The Camino: Building Bridges

 

 

This morning leaving Puente la Reina I saw this image of the old medieval bridge lit by the rising sun, and it hit me - this is what the Camino is like. It creates connections between seemingly opposites, it captures the light and reflects beauty making it more glorious.

Every day a couple hundred people begin the Camino. They come from all walks of life, all ages, nationalities, beliefs and educational backgrounds. Somehow these people all find a way to relate and be helpful to each other and walk the way of St. James. 

There are young people who mix and hang out with old; people of different nationalities create communities and bond together. Why is it that on pilgrimage we can come together with one common purpose? Why is it that in the real world we seem to create gulfs rather than build bridges?

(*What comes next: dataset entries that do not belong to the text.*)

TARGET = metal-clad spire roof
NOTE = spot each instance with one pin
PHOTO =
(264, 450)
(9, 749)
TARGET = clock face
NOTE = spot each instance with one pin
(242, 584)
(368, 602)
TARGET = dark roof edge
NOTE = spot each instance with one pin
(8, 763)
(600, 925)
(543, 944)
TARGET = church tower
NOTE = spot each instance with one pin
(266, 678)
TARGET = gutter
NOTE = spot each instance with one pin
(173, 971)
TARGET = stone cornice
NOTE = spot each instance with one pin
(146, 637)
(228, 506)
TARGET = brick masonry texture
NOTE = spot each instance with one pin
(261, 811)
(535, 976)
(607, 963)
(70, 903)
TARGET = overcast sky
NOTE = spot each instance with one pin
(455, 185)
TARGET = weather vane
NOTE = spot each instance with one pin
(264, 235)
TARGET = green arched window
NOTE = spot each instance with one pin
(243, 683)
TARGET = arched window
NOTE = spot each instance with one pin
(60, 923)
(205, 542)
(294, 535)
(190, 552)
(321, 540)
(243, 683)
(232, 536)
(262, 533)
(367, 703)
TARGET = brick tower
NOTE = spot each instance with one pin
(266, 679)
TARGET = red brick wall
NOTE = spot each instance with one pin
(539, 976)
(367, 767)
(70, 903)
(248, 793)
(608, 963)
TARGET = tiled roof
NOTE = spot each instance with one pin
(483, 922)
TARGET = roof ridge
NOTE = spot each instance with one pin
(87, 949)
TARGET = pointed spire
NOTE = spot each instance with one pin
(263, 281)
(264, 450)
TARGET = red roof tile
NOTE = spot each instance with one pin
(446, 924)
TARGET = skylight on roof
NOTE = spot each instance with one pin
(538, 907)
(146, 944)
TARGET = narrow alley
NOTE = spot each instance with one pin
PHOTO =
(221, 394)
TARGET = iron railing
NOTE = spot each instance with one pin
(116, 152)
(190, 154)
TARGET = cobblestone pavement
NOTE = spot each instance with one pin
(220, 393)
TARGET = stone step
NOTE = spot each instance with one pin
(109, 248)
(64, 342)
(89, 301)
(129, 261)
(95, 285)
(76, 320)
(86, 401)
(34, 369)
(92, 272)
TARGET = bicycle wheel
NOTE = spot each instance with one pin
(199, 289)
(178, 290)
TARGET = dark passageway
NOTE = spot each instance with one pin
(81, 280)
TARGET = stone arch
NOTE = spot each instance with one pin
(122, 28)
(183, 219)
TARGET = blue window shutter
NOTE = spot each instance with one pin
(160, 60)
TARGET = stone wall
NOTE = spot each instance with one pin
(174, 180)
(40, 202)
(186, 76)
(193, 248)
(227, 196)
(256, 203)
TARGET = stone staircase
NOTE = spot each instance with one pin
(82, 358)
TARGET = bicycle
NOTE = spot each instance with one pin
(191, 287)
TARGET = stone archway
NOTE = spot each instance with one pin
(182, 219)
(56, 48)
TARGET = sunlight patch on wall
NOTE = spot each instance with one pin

One thing I believe is that the identity of pilgrimage is such a powerful experience that it blurs all other identities as secondary. Those who began at St. Jean Pied du Port together have run into each other countless times. We now recognize each other and know the names of many. We are pilgrims, we live in Albergue's where we share dorms, bathrooms, dining rooms and we walk together. Five days into the Camino and we recognize and look out for each other. 

 

The Camino asks a question about the quality of community we build in church. Is this your experience of your parish? Or for that matter your family? So often we create divides between black and white, rich and poor, young and old, educated and uneducated. We see the external of each parishioner rather than the essential identity of discipleship. If we saw others as disciples first and then saw all other identities as secondary, it may help us to build intentional communities of equals. 

St. Paul, in Gal 3:28 says, In Christ Jesus there is no Greek, no Gentile, no man, no woman, no free, no slave.  Many believe this was a Baptismal formula. It was a primary identity for people entering into the community of Jesus. The early Christians, like the community of the Camino lived as a real community of equals sharing what they had to assist each other. We have lost this experience of community, not just in our churches, but also in our families, our villages and our communities.

What is interesting is that people, who have grown up with all these divisions in their lives, when they come to the Camino, learn to build bridges between all the divisions. 

 

If we want to make the inner pilgrimage let us commit to build bridges and see each other as disciples first and as such brothers and sisters created with incredible dignity specially loved by God. Let us be intentional in our families and parishes to build real communities of equals.